Truly a unique and wonderful tea. With their innate sense of style and sophistication, the French elevate even the simple act of taking tea to an art form. From the delightful tea salons dotting every Parisian arrondissement to tea served at outdoor cafes nestled in the hills of Provence you will find French Blend the pinnacle of everything tea.
The Assam component gives the tea richness – like a brocade at Versailles whereas the Nilgiri and Ceylon gives the tea a saucy but sprightly flavor. From Kenya there is romance and mystery with superb golden color notes and from China there is the delicate perfume of Jasmine – so often used in Parisian perfumes. To cement the ‘French’ character, lavender from Provence was added along with some rose petals – a tea fit for the Latin Quarter along the Seine.
Tea became the fashionable beverage in French society toward the end of the reign of Louis XIV. Members of the upper class would gather to debate issues of the day and drink tea. Princess of Palatine remarked in 1706 that tea could make one chaste and therefore was better for Catholic priests than for Protestant ministers.
French art romanticized the tea hour in their paintings as artists such as Chardin and Boucher painter teapots into the rich still-life works and portrayed society at festive teas set in exquisitely furnished rooms.
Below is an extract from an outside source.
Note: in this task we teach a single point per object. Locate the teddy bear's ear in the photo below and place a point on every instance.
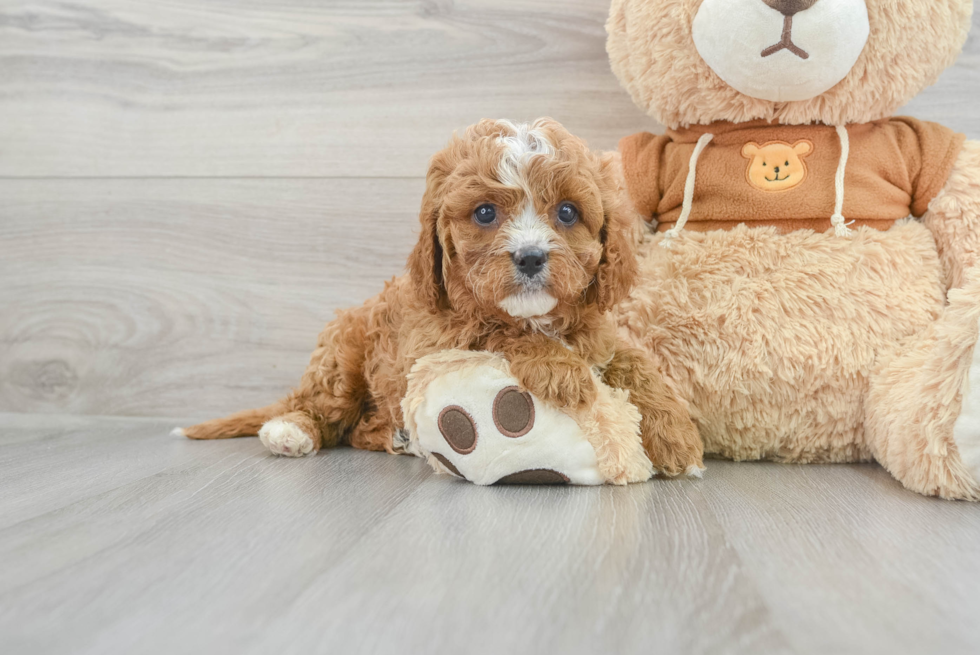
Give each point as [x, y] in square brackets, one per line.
[751, 149]
[802, 147]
They captured voluptuous women taking tea in the intimacy of their boudoirs or languishing at tea tables resplendent with silver and lace. One of the more ambitious teas paintings was Barthelemy’s 'Le The a l’Anglais' which he painted in 1776. The elaborate work depicts Mozart at the harpsichord performing for the gentry seated at tea tables in the Paris salon of the Prince de Conti.
What really makes French tea unique is the accompaniment of ‘one patisserie’. Careme (1783-1833), a celebrated patisserie chef declared a pastry to be one of the noblest forms of architecture. One of our favorite methods of taking French tea is with a buttery croissant, ‘pain au chocolat’ or ‘le muffin’ accompanied by a fruit confiture.